Students will be able to access the materials as they would in a lab, trying out new practices and techniques that they can take with them into the field. Jones hopes to inspire young teachers to think creatively about sharing books and language in a way that makes them accessible to all learners.
"School of Education professors work with children with learning disabilities and learning differences," Jones said. "We adapt picture books and stories so that they're accessible to students who access books and language in a different way. That's precisely what I hope with this sort of small collection: to grow a community of storytellers that's creative and dynamic."
Julia McClung and Meghan Langford, third-year IU School of Education students who work as library assistants, began helping out with the storytelling process after Jones shared her vision.
"It sort of just fell into place," Langford said. "Christina trusted us to begin the process of bringing her visions of felt and puppet storytelling to life in our space."
The students are eager to see how storytelling will become a larger part of the library and give them an opportunity to connect with the community.
"I think this project will be a great addition to the resources we already provide School of Education students," McClung said. "Storytelling is such an important part of the classroom and can be used across subjects, so giving students an opportunity to practice with storytelling, felt boards and puppets will be extremely beneficial to them. It is also just so much fun, so hopefully it will bring a lot of positive and creative energy to our space."
Jones, who worked as a children's librarian for 18 years and is a professional storyteller, hopes to use her experience and expertise to build the collection at the Education Library in a variety of ways. While she intends to help students become comfortable with the art of storytelling, she also hopes to inspire them to be creative in making learning more accessible and representative of diverse lived experiences.
"I want to help our students reach children who haven't had much exposure to books and rich language experiences," Jones said. "For me, storytelling connects children with language and with one another.
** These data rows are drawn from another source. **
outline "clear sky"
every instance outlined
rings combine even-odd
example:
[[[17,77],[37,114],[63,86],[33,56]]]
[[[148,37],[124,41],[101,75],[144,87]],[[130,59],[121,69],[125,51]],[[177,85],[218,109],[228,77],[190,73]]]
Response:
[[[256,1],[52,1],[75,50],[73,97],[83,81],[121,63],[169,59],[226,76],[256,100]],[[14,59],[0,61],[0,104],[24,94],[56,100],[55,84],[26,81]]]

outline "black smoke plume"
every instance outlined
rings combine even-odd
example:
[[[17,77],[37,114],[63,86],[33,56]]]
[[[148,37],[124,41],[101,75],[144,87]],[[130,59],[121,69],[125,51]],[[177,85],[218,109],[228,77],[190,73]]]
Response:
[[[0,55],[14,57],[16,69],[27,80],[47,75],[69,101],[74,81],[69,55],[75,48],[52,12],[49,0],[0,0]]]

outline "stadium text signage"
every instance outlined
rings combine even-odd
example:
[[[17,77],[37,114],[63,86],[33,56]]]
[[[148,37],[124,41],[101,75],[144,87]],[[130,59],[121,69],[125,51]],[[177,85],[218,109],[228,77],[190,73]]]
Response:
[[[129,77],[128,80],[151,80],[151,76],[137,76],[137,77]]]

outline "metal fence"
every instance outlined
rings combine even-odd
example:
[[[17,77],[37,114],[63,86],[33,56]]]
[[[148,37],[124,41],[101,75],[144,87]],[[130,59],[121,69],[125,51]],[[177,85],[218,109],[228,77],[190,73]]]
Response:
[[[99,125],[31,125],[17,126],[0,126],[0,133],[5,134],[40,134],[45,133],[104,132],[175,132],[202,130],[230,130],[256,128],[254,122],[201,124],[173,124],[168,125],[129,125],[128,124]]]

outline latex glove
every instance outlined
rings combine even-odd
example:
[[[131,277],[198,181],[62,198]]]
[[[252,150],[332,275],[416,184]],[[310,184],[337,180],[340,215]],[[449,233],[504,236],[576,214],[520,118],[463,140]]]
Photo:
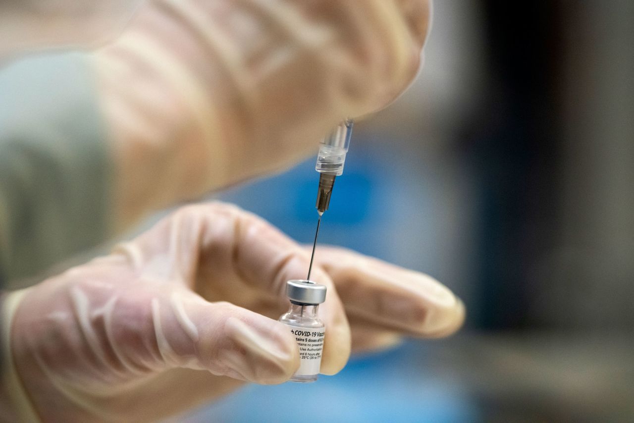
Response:
[[[427,0],[154,0],[93,57],[119,166],[116,216],[316,152],[411,82]]]
[[[437,282],[406,289],[415,278],[398,280],[400,270],[375,273],[373,259],[342,254],[333,270],[344,291],[367,292],[366,310],[379,315],[359,313],[353,301],[353,329],[438,335],[461,323],[461,303]],[[138,422],[182,412],[242,381],[283,382],[298,352],[275,319],[288,308],[286,280],[302,277],[309,259],[236,207],[182,209],[110,256],[9,296],[4,391],[23,415],[30,408],[48,421]],[[333,374],[348,358],[349,327],[330,277],[319,266],[313,275],[328,287],[321,370]]]
[[[0,2],[0,63],[49,48],[96,47],[119,35],[143,0]]]

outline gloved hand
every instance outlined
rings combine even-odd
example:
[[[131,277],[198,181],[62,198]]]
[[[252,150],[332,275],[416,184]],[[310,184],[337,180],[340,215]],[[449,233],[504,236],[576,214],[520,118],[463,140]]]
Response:
[[[283,169],[413,78],[427,0],[152,0],[93,63],[117,221]]]
[[[323,268],[313,275],[328,287],[322,373],[345,365],[351,328],[368,335],[353,338],[358,346],[374,348],[462,323],[462,303],[429,277],[344,250],[320,252]],[[285,282],[302,277],[309,259],[234,206],[181,209],[110,255],[8,296],[0,392],[13,394],[23,417],[30,410],[47,421],[140,422],[242,381],[281,382],[298,351],[275,319],[288,307]]]
[[[93,47],[120,33],[144,0],[0,2],[3,59],[50,48]]]

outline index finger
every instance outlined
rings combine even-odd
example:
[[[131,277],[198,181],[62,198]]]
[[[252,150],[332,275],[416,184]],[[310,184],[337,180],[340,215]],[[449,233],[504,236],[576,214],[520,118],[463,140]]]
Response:
[[[464,321],[462,302],[427,275],[339,247],[320,247],[315,256],[349,316],[426,337],[448,335]]]

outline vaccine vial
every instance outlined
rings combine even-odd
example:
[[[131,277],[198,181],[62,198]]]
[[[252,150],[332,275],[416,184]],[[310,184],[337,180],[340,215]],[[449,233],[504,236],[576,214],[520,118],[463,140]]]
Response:
[[[286,295],[290,308],[280,322],[288,327],[299,348],[299,368],[290,380],[314,382],[321,364],[325,333],[317,310],[326,299],[326,287],[309,280],[289,280],[286,283]]]

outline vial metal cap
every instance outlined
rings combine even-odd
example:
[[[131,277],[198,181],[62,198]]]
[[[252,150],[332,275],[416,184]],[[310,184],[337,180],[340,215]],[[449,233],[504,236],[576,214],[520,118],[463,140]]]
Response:
[[[326,301],[326,286],[310,280],[289,280],[286,283],[286,296],[295,303],[321,304]]]

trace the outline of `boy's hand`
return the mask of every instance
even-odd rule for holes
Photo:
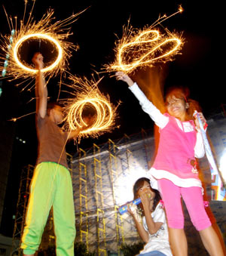
[[[43,69],[43,56],[40,52],[36,52],[32,57],[32,63],[35,65],[37,69],[41,70]]]
[[[206,123],[206,119],[205,119],[205,117],[204,117],[204,116],[203,116],[203,114],[202,113],[199,112],[198,115],[199,115],[199,117],[200,117],[200,120],[201,120],[201,122],[203,123],[204,130],[206,130],[206,128],[207,128],[207,125],[208,125],[207,123]],[[195,123],[196,128],[197,128],[197,131],[200,131],[200,127],[199,121],[198,121],[197,117],[197,114],[195,113],[194,115],[194,116],[195,118],[194,123]]]
[[[129,76],[125,74],[122,71],[118,71],[115,73],[116,79],[125,82],[129,86],[132,86],[134,82],[130,79]]]

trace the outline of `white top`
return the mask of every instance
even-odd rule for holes
[[[156,125],[160,128],[163,128],[169,122],[169,117],[163,115],[160,111],[146,97],[144,93],[140,90],[137,84],[135,82],[129,89],[133,92],[136,97],[139,100],[139,103],[151,119],[154,122]],[[190,122],[182,122],[176,118],[176,121],[180,129],[185,132],[189,132],[194,130],[194,127]],[[183,125],[183,127],[182,126]],[[194,156],[202,158],[205,155],[204,145],[203,143],[202,135],[200,132],[197,132],[197,141],[194,147]],[[170,175],[168,178],[172,180],[176,185],[183,187],[200,187],[202,188],[201,181],[194,178],[183,179],[170,174],[165,170],[156,170],[151,168],[149,171],[148,177],[152,181],[151,187],[154,189],[158,189],[157,182],[153,180],[153,177],[156,179],[166,178],[166,174]],[[167,178],[167,177],[166,177]]]
[[[156,233],[151,235],[148,229],[146,219],[143,217],[143,226],[145,230],[149,233],[149,240],[139,254],[145,254],[152,251],[159,251],[166,256],[173,256],[169,243],[166,214],[161,203],[159,203],[155,210],[151,212],[151,217],[154,222],[161,222],[163,224]]]

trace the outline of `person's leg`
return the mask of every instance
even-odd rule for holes
[[[212,226],[200,230],[203,245],[211,256],[224,256],[223,248],[217,233]]]
[[[166,179],[159,180],[158,184],[166,209],[169,240],[173,254],[175,256],[187,256],[188,244],[184,231],[180,188]]]
[[[144,254],[140,254],[136,256],[166,256],[166,255],[159,251],[152,251]]]
[[[191,220],[200,232],[203,245],[210,255],[224,255],[220,240],[212,227],[205,210],[201,189],[197,187],[182,188]]]
[[[22,236],[21,248],[24,255],[33,255],[38,251],[51,208],[51,193],[54,193],[54,187],[52,174],[49,171],[49,163],[43,162],[34,172]]]
[[[65,168],[59,169],[53,203],[57,256],[73,256],[75,217],[72,178]]]

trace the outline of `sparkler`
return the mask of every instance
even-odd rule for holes
[[[105,131],[111,131],[115,127],[115,120],[117,116],[118,106],[113,106],[108,96],[103,95],[98,88],[98,84],[102,80],[96,82],[93,78],[89,81],[71,76],[72,84],[66,85],[72,88],[73,97],[61,100],[64,105],[63,109],[66,113],[63,128],[66,131],[73,131],[78,128],[87,125],[84,121],[84,113],[94,112],[91,114],[94,118],[90,127],[79,134],[81,137],[97,137]]]
[[[27,2],[26,1],[25,3],[26,10]],[[33,2],[32,9],[34,4],[35,1]],[[69,35],[72,35],[69,32],[70,28],[69,26],[74,23],[77,20],[77,17],[84,11],[73,14],[63,20],[54,22],[52,24],[51,23],[54,19],[53,10],[50,10],[44,14],[38,22],[35,22],[33,20],[31,11],[27,22],[24,20],[24,14],[18,29],[17,29],[17,17],[15,17],[15,24],[14,25],[13,19],[8,17],[5,12],[11,30],[14,29],[15,31],[13,42],[11,42],[11,35],[2,35],[1,39],[1,48],[4,54],[0,55],[0,63],[4,63],[5,56],[8,56],[7,76],[11,78],[11,79],[23,78],[26,81],[29,80],[31,77],[34,79],[37,69],[22,60],[20,50],[21,50],[25,42],[38,40],[39,40],[39,45],[41,42],[50,44],[57,55],[56,57],[53,57],[54,60],[47,63],[47,66],[42,69],[42,72],[45,73],[45,76],[50,78],[59,73],[62,76],[67,69],[68,60],[72,56],[72,51],[77,50],[78,48],[73,43],[66,41]],[[8,45],[11,45],[11,47],[9,48]]]
[[[181,36],[167,29],[165,29],[164,34],[161,34],[154,28],[182,11],[182,8],[179,7],[176,13],[170,17],[160,17],[151,26],[142,29],[135,29],[131,26],[124,26],[122,39],[116,42],[116,60],[113,63],[105,66],[106,70],[130,73],[138,66],[152,66],[157,62],[172,60],[183,45]]]

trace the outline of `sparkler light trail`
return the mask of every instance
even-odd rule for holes
[[[65,85],[72,88],[73,97],[61,100],[66,114],[63,128],[73,131],[86,125],[84,118],[90,115],[94,118],[94,122],[87,129],[79,134],[79,139],[87,137],[97,137],[104,132],[111,131],[115,128],[118,106],[113,106],[109,97],[99,91],[97,86],[102,79],[97,82],[93,78],[89,81],[87,78],[73,76],[69,79],[72,84]]]
[[[182,11],[179,7],[176,13],[170,17],[160,17],[151,26],[142,29],[135,29],[131,26],[124,26],[122,39],[116,42],[116,60],[113,63],[105,65],[106,70],[131,73],[138,66],[152,66],[157,62],[172,60],[183,45],[181,36],[166,29],[166,32],[161,34],[154,27]]]
[[[27,2],[26,1],[25,3],[26,6]],[[34,4],[35,1],[33,1],[32,9]],[[67,69],[68,60],[72,56],[72,51],[75,51],[78,48],[73,43],[66,41],[69,35],[72,35],[69,26],[74,23],[78,16],[84,11],[73,14],[63,20],[55,21],[54,23],[53,22],[54,19],[53,10],[50,10],[44,14],[38,22],[35,22],[32,17],[31,11],[27,22],[25,22],[25,15],[23,16],[23,20],[20,21],[18,29],[17,28],[17,17],[15,17],[15,24],[14,25],[13,19],[8,17],[5,12],[11,30],[15,30],[13,42],[10,41],[11,35],[2,35],[0,40],[1,48],[3,52],[3,54],[0,55],[0,63],[5,62],[5,56],[8,57],[8,78],[11,78],[11,79],[23,78],[23,80],[28,81],[31,77],[32,79],[35,77],[37,70],[34,66],[23,61],[23,53],[21,53],[24,44],[35,41],[39,41],[39,47],[41,42],[50,45],[54,49],[54,52],[56,53],[56,55],[57,55],[53,57],[53,60],[46,63],[42,69],[45,76],[50,78],[59,73],[62,75]],[[11,45],[10,48],[8,45]],[[44,57],[45,58],[45,56]],[[2,67],[0,69],[2,71]]]

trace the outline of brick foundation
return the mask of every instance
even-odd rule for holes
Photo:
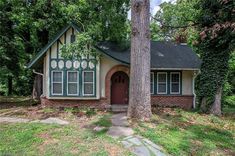
[[[159,96],[153,95],[151,97],[152,106],[161,107],[180,107],[183,109],[192,109],[193,107],[193,96],[182,95],[182,96]]]
[[[100,100],[68,100],[68,99],[47,99],[41,97],[42,106],[50,107],[90,107],[100,110],[110,108],[110,100],[101,98]],[[193,106],[193,96],[151,96],[152,107],[179,107],[191,109]]]

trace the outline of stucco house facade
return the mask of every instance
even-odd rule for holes
[[[99,58],[63,58],[61,47],[76,40],[77,34],[76,24],[68,24],[28,64],[35,71],[42,69],[41,104],[100,109],[128,105],[130,49],[119,51],[114,43],[102,42],[95,46],[101,54]],[[97,63],[94,59],[98,59]],[[152,105],[193,108],[194,79],[200,63],[187,45],[152,41]]]

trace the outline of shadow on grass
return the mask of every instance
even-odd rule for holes
[[[138,124],[136,130],[161,144],[170,154],[213,155],[213,152],[219,150],[222,155],[235,155],[233,131],[223,129],[222,119],[178,110],[159,114],[149,123]],[[196,121],[197,117],[200,117],[197,120],[204,121]],[[217,126],[210,122],[215,122]]]

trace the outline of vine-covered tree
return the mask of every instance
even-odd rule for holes
[[[67,22],[83,23],[95,41],[127,37],[129,0],[3,0],[0,7],[0,94],[30,95],[35,75],[25,66]]]
[[[233,0],[200,0],[196,21],[202,66],[199,79],[201,109],[221,115],[221,96],[235,47],[235,3]]]
[[[128,116],[149,119],[150,104],[150,3],[131,1],[131,69]]]

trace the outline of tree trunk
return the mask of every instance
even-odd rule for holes
[[[221,115],[221,96],[222,96],[222,87],[219,87],[215,94],[215,101],[210,108],[210,113],[214,115]]]
[[[208,111],[206,97],[202,98],[200,109],[201,109],[202,112],[207,112]]]
[[[33,99],[40,99],[42,95],[42,76],[36,75],[33,83]]]
[[[131,1],[131,69],[128,117],[149,119],[150,103],[150,30],[149,0]]]
[[[13,85],[12,85],[12,76],[8,76],[7,78],[7,96],[12,95],[12,91],[13,91]]]

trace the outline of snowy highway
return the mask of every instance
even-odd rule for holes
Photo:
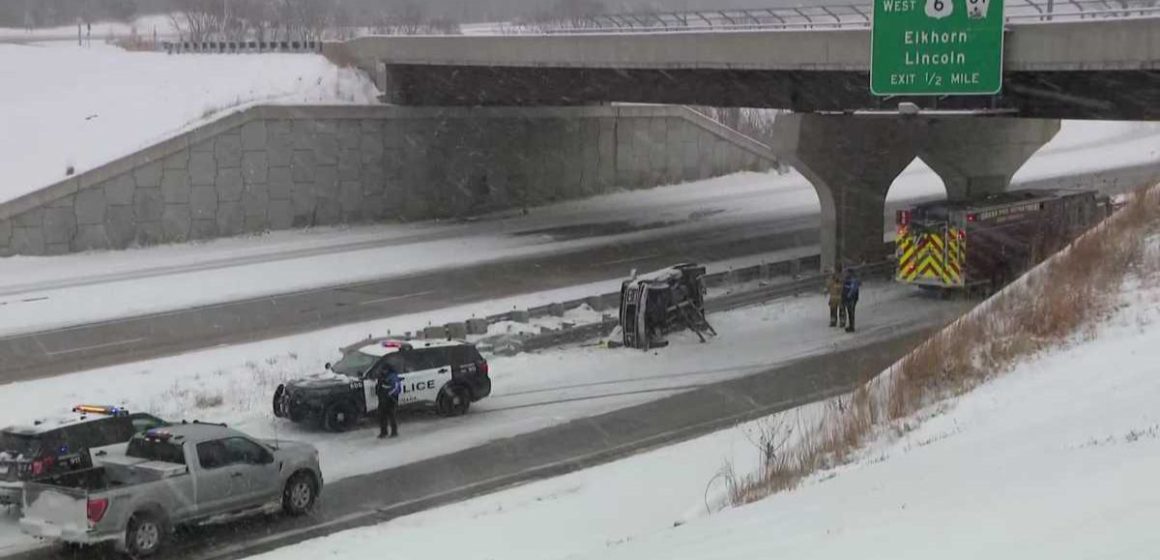
[[[319,364],[333,359],[341,343],[358,336],[354,333],[365,332],[358,329],[369,325],[16,383],[0,392],[0,424],[38,417],[45,410],[64,410],[81,401],[114,402],[162,417],[224,421],[258,437],[306,441],[318,446],[328,483],[324,509],[312,522],[334,522],[325,526],[336,529],[336,523],[349,521],[346,516],[367,508],[399,506],[400,501],[430,494],[444,496],[444,492],[481,492],[486,486],[466,485],[494,477],[514,481],[509,478],[527,474],[528,468],[577,457],[595,460],[593,457],[603,457],[600,453],[624,454],[653,442],[648,437],[668,434],[665,437],[683,438],[696,434],[702,423],[708,429],[739,414],[757,414],[767,405],[790,406],[822,398],[847,387],[858,376],[877,371],[880,363],[871,359],[873,351],[865,349],[913,340],[915,333],[945,323],[970,305],[930,299],[904,286],[870,283],[861,305],[860,330],[853,335],[826,325],[825,301],[817,294],[715,313],[710,320],[720,336],[705,344],[686,334],[673,337],[670,347],[652,352],[573,346],[492,357],[492,397],[476,403],[463,417],[407,414],[401,419],[403,437],[389,442],[375,438],[370,422],[349,432],[329,434],[276,420],[269,408],[278,383],[320,371]],[[380,325],[391,328],[409,320],[413,318],[404,317]],[[857,357],[847,357],[846,352]],[[891,356],[896,355],[892,350]],[[815,369],[781,368],[793,361],[806,361],[803,363],[815,364],[810,366]],[[745,380],[755,374],[759,377]],[[747,383],[757,387],[727,388]],[[680,400],[689,399],[682,395],[691,393],[705,397]],[[744,397],[723,400],[722,395]],[[677,401],[664,405],[667,399]],[[657,407],[664,412],[658,413]],[[632,409],[637,412],[626,412]],[[628,416],[617,416],[622,414],[617,410],[625,410]],[[604,420],[586,420],[594,416]],[[601,427],[604,436],[594,439],[585,431],[583,437],[566,436],[575,439],[564,438],[541,450],[542,438],[554,441],[552,430],[568,434],[594,427]],[[578,441],[583,444],[578,445]],[[456,453],[466,453],[467,458],[456,458]],[[490,466],[479,466],[483,464]],[[469,475],[478,479],[463,478]],[[380,477],[390,483],[380,481]],[[404,477],[403,482],[398,477]],[[370,492],[368,481],[384,489]],[[458,494],[445,496],[454,495]],[[0,523],[0,554],[35,545],[16,532],[14,521]],[[277,523],[275,528],[287,528],[281,523],[290,522]],[[269,530],[263,521],[246,531],[264,534]],[[253,534],[246,532],[238,538]],[[226,536],[213,537],[216,543],[232,541]],[[197,548],[205,540],[190,543]]]
[[[820,297],[810,297],[715,315],[723,332],[719,340],[702,346],[680,339],[659,356],[574,348],[500,358],[493,362],[493,399],[461,419],[406,416],[404,437],[397,442],[378,442],[369,428],[334,436],[284,427],[281,437],[320,446],[331,483],[319,509],[307,518],[201,529],[182,536],[167,558],[240,558],[824,399],[877,373],[966,305],[926,301],[897,289],[880,293],[867,307],[868,315],[880,315],[849,337],[827,329],[824,321],[813,326],[802,320],[817,314],[821,305]],[[771,322],[783,318],[783,323]],[[767,327],[755,329],[760,323]],[[606,356],[596,356],[597,351]],[[757,363],[762,356],[764,363]],[[561,364],[551,371],[551,362]],[[711,363],[733,365],[705,368]],[[664,374],[672,364],[683,364],[682,371]],[[513,373],[506,374],[506,369]],[[582,371],[592,373],[580,377]],[[561,385],[564,377],[573,378],[574,385]],[[532,428],[536,424],[543,428]],[[270,423],[266,426],[268,430]],[[239,427],[261,429],[245,422]],[[360,464],[378,470],[342,478]],[[72,557],[38,550],[9,558]]]
[[[1050,188],[1100,170],[1101,188],[1124,190],[1136,183],[1118,173],[1160,173],[1158,129],[1103,124],[1065,123],[1016,182]],[[943,192],[916,160],[891,189],[884,220]],[[818,223],[817,195],[800,175],[738,174],[469,223],[9,259],[0,383],[578,284],[595,293],[592,283],[615,286],[632,268],[797,257],[817,250]]]

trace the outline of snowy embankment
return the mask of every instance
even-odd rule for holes
[[[0,43],[0,60],[8,77],[0,202],[254,103],[374,103],[377,95],[365,77],[320,54],[167,56],[94,41]]]
[[[1160,546],[1160,235],[1114,311],[1061,347],[879,432],[795,489],[709,514],[813,405],[261,560],[1148,558]],[[441,536],[454,533],[448,541]]]

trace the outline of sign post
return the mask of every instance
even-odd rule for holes
[[[993,95],[1003,85],[1003,0],[873,0],[870,93]]]

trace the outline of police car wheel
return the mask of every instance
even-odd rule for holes
[[[322,412],[322,427],[328,431],[346,431],[358,422],[358,409],[350,401],[331,403]]]

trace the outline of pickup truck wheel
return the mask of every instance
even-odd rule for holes
[[[322,427],[328,431],[347,431],[358,422],[358,409],[350,401],[331,403],[322,412]]]
[[[285,385],[278,385],[278,388],[274,390],[274,416],[282,416],[282,393],[287,390]]]
[[[132,558],[157,554],[165,544],[165,524],[152,514],[135,514],[125,531],[125,548]]]
[[[306,473],[295,474],[282,490],[282,510],[295,516],[305,515],[314,507],[318,487],[314,485],[314,478]]]

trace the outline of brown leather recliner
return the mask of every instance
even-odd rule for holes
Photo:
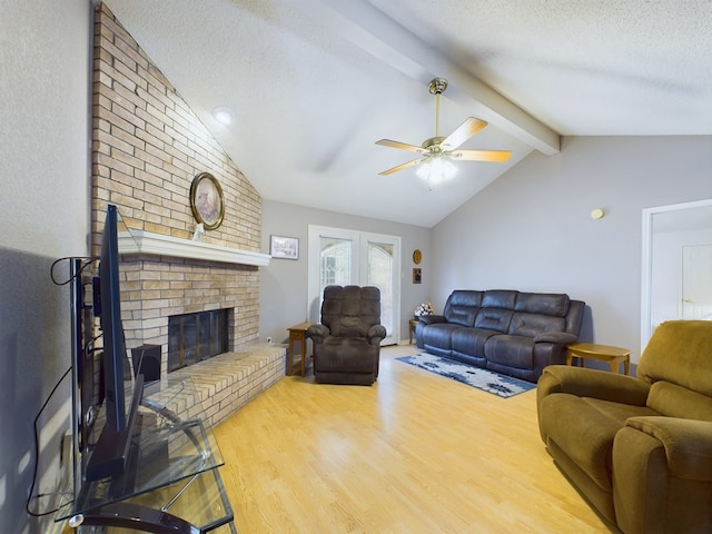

I think of storytelling as a connective tissue between all of us."
She is optimistic that the storytelling community within the School of Education will continue to grow as more students get the opportunity to learn and practice with it. Another hope is to collaborate with pre-service drama teachers to support their work turning stories into interactive plays and other events.
"I think once the pre-service teachers get a taste of how fun it is, and once they see the reaction in children's faces when they pull out these characters and start acting silly and joyfully with stories, it really speaks for itself," Jones said. "I believe that it will grow organically and that it'll just become another powerful tool in our toolbox."
Jones said that one of her guiding principles for the transformational power of storytelling comes from a Mr. Rogers quote: "Frankly, there isn't anyone you couldn't learn to love once you've heard their story."
"Teaching is a craft, but it's also art and it's delight," Jones said. "Teaching through delight is really important, and I think now more than ever, any moment of warmth and delight is needed badly, so I'm hoping to inspire. I am so grateful to the Ranshaw family for their generous support that will bring storytelling to life at the Education Library and in the lives of our students."